CSS selectors run against the downloaded response body instead of a browser-rendered DOM, so JavaScript-only content can still leave the selector empty. Text extraction also returns raw text nodes rather than a cleaned sentence, which means nested tags, line breaks, and empty matches should be handled with a default before methods such as strip() are called.
Related: How to use Scrapy shell
Related: How to scrape an HTML table with Scrapy
$ scrapy shell 'https://docs.scrapy.org/en/latest/_static/selectors-sample1.html' --nolog [s] Available Scrapy objects: [s] request <GET https://docs.scrapy.org/en/latest/_static/selectors-sample1.html> [s] response <200 https://docs.scrapy.org/en/latest/_static/selectors-sample1.html> [s] Useful shortcuts: [s] fetch(url[, redirect=True]) Fetch URL and update local objects (by default, redirects are followed) ##### snipped ##### >>>
The shell loads the fetched page into response, so the same selector can move into parse() after it is verified.
>>> response.css("title::text").get()
'Example website'
get() returns the first match, while getall() returns a list of every match.
>>> len(response.css("#images a"))
5
response.css() returns a SelectorList, so a quick count catches selectors that are too broad or too narrow before field extraction starts.
>>> response.css("#images a::attr(href)").getall()
['image1.html', 'image2.html', 'image3.html', 'image4.html', 'image5.html']
::attr(href) is specific to Scrapy and Parsel rather than standard browser CSS. Related: How to use XPath selectors in Scrapy
>>> response.css("#images a::text").getall()
['Name: My image 1 ', 'Name: My image 2 ', 'Name: My image 3 ', 'Name: My image 4 ', 'Name: My image 5 ']
::text returns text nodes exactly as they appear in the response, so trailing spaces and text split around tags such as <br> are normal.
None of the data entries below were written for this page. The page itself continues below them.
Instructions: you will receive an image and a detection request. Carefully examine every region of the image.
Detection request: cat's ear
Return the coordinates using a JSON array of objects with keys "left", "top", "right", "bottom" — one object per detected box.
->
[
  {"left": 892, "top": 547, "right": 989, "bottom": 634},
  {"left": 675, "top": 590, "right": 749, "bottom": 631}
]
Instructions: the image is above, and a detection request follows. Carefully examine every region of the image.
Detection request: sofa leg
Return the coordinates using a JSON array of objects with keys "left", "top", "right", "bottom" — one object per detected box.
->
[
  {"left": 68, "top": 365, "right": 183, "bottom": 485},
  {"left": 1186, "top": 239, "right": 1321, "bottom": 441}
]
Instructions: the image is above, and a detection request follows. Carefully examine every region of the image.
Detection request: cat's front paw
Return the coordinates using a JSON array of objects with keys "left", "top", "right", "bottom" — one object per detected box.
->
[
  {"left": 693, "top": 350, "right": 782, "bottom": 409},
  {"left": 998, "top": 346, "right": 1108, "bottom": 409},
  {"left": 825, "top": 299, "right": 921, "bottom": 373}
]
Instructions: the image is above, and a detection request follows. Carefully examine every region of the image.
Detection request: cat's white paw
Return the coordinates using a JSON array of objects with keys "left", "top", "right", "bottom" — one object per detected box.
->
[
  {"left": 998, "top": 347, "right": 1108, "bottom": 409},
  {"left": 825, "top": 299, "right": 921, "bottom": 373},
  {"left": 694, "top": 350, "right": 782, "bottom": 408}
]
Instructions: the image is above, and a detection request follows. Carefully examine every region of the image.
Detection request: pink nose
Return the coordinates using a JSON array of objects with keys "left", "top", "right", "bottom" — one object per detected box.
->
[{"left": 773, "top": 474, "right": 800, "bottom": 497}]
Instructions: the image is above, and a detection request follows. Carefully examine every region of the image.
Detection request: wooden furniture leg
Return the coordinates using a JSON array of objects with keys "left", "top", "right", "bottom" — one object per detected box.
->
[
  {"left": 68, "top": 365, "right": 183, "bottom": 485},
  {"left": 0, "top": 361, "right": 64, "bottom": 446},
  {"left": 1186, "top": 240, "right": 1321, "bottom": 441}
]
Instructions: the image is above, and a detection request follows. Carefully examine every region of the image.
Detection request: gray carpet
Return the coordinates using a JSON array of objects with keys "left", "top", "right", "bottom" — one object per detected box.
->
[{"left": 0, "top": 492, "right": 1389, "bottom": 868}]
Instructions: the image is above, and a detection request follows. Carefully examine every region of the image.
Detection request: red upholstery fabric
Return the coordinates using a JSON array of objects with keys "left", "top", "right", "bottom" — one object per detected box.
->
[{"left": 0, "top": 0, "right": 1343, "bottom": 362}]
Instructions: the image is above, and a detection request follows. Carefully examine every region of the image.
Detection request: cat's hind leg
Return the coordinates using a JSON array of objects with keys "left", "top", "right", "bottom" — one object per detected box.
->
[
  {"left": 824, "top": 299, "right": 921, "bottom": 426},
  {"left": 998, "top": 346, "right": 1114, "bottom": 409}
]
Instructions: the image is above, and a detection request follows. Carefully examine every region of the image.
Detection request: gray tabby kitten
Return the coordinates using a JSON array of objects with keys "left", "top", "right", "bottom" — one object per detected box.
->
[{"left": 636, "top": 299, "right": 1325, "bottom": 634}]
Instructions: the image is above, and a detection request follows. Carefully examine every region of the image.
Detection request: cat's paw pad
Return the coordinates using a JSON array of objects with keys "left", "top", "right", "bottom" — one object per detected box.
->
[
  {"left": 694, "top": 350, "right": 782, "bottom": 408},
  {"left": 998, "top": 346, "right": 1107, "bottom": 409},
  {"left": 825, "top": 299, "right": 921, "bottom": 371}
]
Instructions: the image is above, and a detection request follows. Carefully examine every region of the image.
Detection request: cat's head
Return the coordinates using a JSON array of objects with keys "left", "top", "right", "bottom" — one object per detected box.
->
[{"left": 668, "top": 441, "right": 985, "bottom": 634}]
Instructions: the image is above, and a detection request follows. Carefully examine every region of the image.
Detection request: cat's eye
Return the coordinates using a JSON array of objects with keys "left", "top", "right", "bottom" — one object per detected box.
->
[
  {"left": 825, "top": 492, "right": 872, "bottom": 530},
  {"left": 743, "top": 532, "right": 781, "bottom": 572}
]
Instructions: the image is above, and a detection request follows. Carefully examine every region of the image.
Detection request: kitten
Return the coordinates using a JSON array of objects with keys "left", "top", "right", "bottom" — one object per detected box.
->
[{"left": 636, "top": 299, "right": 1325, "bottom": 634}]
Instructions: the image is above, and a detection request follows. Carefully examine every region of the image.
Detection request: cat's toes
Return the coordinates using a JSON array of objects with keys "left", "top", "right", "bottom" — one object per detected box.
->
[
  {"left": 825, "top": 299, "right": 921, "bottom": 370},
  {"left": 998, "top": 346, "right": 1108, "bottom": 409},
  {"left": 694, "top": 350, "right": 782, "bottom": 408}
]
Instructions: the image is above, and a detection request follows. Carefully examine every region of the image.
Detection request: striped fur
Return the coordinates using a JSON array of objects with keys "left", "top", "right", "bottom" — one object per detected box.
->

import scrapy class SelectorsSpider(scrapy.Spider): name = "selectors" start_urls = [ "https://docs.scrapy.org/en/latest/_static/selectors-sample1.html", ] def parse(self, response): for link in response.css("#images a"): href = link.css("::attr(href)").get() yield { "label": link.css("::text").get(default="").strip(), "href": response.urljoin(href) if href else None, }
default="" keeps strip() safe when a matched node has no direct text. Related: How to create a Scrapy spider
$ scrapy runspider --nolog --output -:json selectors_spider.py
[
{"label": "Name: My image 1", "href": "http://example.com/image1.html"},
{"label": "Name: My image 2", "href": "http://example.com/image2.html"},
{"label": "Name: My image 3", "href": "http://example.com/image3.html"},
{"label": "Name: My image 4", "href": "http://example.com/image4.html"},
{"label": "Name: My image 5", "href": "http://example.com/image5.html"}
]
response.urljoin() resolves the relative href values against the page base URL, so the extracted items are ready to export or reuse in later callbacks.